A couple of weeks ago, Mac asked me to make this Orange Cake (more about that later).  It’s super easy to make and looks very pretty baked in a bundt cake pan and sprinkled with icing sugar.  And it reminds me of the flavour of paska as it also has orange zest in it.  Top with a bit of whipped cream and you have the perfect Easter dessert!

Easter Orange Cake
  • 3 cups flour
  • 2 teaspoons baking powder
  • 2 cups sugar
  • 1 cup butter
  • 1 teaspoon vanilla
  • 5 large eggs
  • 1 cup orange juice
  • 2 teaspoons orange peel
  1. All ingredients should be at room temperature.
  2. Place dry ingredients in a bowl.
  3. Mix the butter, sugar, vanilla, the eggs, one at a time.
  4. Add the dry ingredients and alternate with liquid.
  5. Bake in the oven at 350 degrees, 60 minutes.

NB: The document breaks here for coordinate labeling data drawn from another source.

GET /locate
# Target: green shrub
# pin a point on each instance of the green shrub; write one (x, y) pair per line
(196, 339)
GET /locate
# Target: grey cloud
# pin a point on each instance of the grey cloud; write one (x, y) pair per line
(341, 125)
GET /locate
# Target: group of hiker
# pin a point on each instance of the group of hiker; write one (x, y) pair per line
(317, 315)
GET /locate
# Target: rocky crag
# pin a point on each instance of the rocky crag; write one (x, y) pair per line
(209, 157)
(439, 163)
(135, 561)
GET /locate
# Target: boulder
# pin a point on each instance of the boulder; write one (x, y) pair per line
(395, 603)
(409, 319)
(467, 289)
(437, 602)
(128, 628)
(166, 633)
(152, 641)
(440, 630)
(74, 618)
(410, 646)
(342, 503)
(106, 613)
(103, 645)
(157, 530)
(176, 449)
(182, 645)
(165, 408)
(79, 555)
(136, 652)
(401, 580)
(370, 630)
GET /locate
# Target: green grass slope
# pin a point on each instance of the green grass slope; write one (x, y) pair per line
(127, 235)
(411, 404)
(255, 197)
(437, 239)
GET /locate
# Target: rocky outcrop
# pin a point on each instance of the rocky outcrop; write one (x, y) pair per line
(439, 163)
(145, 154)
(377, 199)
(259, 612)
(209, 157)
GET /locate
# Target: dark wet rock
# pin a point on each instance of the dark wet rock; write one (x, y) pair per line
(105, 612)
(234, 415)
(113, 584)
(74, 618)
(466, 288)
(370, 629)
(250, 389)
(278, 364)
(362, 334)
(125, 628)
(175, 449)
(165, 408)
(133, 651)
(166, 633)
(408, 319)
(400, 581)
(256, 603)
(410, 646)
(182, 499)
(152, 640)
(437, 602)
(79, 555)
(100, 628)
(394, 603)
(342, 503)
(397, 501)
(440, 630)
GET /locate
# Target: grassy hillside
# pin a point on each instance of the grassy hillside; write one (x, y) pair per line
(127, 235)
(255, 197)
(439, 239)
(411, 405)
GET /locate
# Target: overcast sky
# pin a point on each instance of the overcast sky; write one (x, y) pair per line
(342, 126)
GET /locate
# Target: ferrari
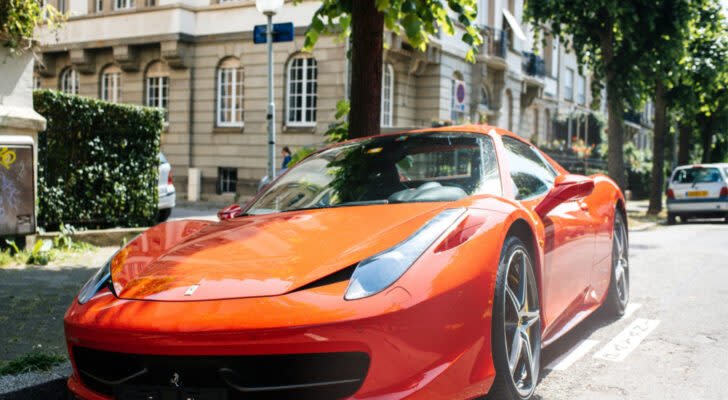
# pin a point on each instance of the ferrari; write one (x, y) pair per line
(432, 264)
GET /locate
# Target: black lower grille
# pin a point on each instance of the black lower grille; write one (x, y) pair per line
(317, 376)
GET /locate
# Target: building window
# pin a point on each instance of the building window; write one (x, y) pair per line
(69, 81)
(111, 84)
(581, 89)
(123, 4)
(230, 93)
(158, 87)
(227, 179)
(302, 91)
(387, 94)
(569, 84)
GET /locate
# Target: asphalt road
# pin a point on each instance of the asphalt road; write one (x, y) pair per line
(674, 342)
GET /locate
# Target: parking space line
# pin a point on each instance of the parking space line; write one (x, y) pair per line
(619, 348)
(631, 308)
(578, 351)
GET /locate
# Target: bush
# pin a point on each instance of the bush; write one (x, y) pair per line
(97, 162)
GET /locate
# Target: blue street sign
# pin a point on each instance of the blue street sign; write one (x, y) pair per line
(281, 33)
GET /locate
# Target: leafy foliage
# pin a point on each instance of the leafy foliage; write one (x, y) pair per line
(19, 18)
(98, 162)
(418, 19)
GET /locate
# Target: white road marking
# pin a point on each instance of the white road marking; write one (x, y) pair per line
(578, 351)
(627, 340)
(631, 308)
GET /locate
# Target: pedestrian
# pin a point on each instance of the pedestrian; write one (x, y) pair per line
(286, 152)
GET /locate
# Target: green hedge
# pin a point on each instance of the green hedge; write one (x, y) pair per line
(97, 162)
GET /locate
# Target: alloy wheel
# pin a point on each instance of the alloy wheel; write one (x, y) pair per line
(521, 320)
(621, 263)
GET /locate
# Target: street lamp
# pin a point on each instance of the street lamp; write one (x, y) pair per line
(269, 8)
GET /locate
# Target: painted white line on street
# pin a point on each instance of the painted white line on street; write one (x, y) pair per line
(627, 340)
(578, 351)
(631, 308)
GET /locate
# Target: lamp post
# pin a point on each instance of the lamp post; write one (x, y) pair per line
(269, 8)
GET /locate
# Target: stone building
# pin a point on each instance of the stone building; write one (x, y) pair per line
(196, 58)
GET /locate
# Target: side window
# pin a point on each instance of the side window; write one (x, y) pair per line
(490, 182)
(530, 173)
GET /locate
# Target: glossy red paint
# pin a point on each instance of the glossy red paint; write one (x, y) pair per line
(428, 334)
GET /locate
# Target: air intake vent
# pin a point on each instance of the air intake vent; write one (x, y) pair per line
(319, 376)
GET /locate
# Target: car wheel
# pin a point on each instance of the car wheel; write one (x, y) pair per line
(671, 219)
(516, 325)
(163, 214)
(618, 295)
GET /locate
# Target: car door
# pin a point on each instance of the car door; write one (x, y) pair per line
(697, 183)
(569, 241)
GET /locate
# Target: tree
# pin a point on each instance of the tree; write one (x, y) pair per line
(700, 96)
(602, 33)
(364, 22)
(662, 43)
(18, 19)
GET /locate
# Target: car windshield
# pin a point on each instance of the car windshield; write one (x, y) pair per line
(417, 167)
(698, 175)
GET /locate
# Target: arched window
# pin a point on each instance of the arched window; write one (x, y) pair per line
(111, 84)
(69, 81)
(509, 109)
(387, 94)
(230, 93)
(158, 87)
(302, 91)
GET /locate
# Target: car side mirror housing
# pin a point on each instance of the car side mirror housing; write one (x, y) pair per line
(566, 188)
(229, 212)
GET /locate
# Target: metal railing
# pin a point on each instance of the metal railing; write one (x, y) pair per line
(533, 65)
(495, 42)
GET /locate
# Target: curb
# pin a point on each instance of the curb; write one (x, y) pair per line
(100, 237)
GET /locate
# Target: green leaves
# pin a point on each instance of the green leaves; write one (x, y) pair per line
(419, 19)
(98, 162)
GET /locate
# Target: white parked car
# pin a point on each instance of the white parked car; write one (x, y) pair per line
(698, 191)
(167, 194)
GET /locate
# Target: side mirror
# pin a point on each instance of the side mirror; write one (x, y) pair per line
(229, 212)
(566, 188)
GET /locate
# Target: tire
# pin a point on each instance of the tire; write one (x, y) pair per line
(516, 314)
(163, 214)
(618, 295)
(670, 219)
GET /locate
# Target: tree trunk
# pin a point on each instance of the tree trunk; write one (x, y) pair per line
(683, 155)
(658, 150)
(706, 136)
(366, 69)
(616, 110)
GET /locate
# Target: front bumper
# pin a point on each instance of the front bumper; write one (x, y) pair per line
(437, 348)
(698, 206)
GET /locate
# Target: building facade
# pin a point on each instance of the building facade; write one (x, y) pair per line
(197, 59)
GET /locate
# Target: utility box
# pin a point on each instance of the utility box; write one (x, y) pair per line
(17, 186)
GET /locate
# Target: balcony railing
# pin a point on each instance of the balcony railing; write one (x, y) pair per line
(495, 42)
(533, 65)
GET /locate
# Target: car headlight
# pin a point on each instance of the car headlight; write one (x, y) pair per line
(378, 272)
(100, 279)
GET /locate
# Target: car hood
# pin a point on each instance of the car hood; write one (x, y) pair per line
(254, 256)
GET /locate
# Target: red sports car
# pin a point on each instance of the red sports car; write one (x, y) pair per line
(430, 264)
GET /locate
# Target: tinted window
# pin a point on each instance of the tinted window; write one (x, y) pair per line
(437, 166)
(698, 175)
(530, 173)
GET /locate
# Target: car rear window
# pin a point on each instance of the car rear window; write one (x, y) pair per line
(698, 175)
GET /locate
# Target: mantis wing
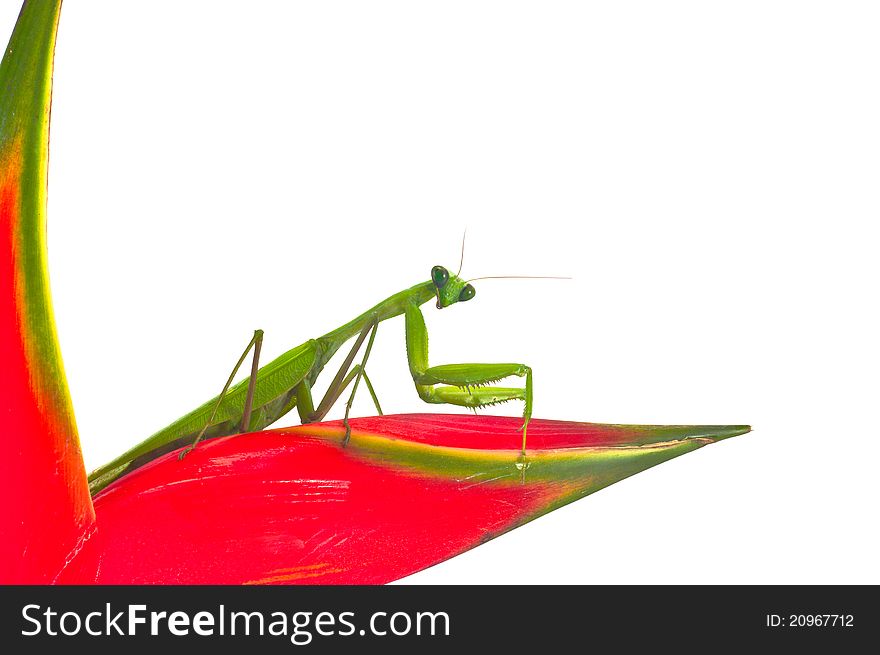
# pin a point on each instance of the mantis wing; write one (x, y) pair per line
(274, 396)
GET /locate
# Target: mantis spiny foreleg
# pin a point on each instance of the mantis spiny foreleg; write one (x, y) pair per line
(466, 383)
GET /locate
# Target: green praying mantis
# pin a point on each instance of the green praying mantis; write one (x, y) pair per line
(286, 382)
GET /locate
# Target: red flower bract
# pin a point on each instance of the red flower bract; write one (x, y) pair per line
(295, 506)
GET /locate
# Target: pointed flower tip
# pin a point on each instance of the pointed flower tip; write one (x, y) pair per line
(721, 432)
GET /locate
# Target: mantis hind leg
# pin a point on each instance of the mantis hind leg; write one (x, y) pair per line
(465, 385)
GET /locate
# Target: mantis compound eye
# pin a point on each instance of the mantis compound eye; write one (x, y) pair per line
(467, 293)
(439, 276)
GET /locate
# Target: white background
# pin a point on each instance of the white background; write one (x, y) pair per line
(706, 172)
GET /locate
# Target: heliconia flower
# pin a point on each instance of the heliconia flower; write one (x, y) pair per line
(284, 506)
(295, 506)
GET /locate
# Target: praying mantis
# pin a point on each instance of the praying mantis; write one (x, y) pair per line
(272, 391)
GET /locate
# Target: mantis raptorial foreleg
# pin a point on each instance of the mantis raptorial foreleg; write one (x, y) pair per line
(466, 382)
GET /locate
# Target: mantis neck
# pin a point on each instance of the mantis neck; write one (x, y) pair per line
(389, 308)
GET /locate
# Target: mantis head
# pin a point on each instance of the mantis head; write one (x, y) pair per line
(450, 289)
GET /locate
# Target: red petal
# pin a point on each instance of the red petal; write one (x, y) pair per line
(294, 506)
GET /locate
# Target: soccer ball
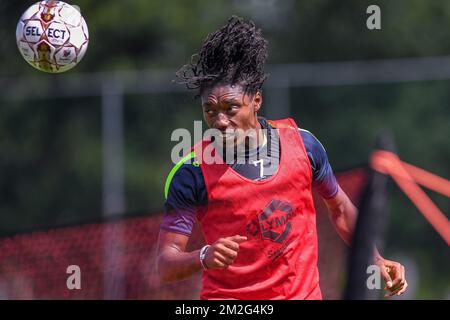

Ok, here’s the backstory behind this cake.  Every year at Shawnigan Lake School where Mac goes, they have a Holocaust Symposium, where they bring in different speakers .  One of the speakers this year, Alex Buckman, was a child survivor of the Holocaust and this cake was his aunt’s recipe.  In his words, “While in the barracks at Ravensbrück concentration camp, Rebecca Buckman Teitelbaum (his aunt) smuggled scraps of paper from the factory where she worked and transcribed recipes from all the women in the camp. These conversations and sharing of recipes gave them some solace in one another’s company. Rebecca collected 110 pages of recipes which she compiled into a cookbook.  She later made two additional copies of the book. The women read aloud from these small volumes and the books represented the women’s memories of happier times and their hopes of being reunited with their families.”

This orange cake recipe was recorded by Rebecca Teitelbaum in the Ravensbrück concentration camp in Germany in 1943.

Remembering their favourite recipes provided hope and comfort to the victims of the Holocaust concentration camps.  And for me, remembering the love and sacrifice of Jesus on the cross and His resurrection bring me complete hope and comfort.  Wishing you and your families a very Happy and Hopeful Easter!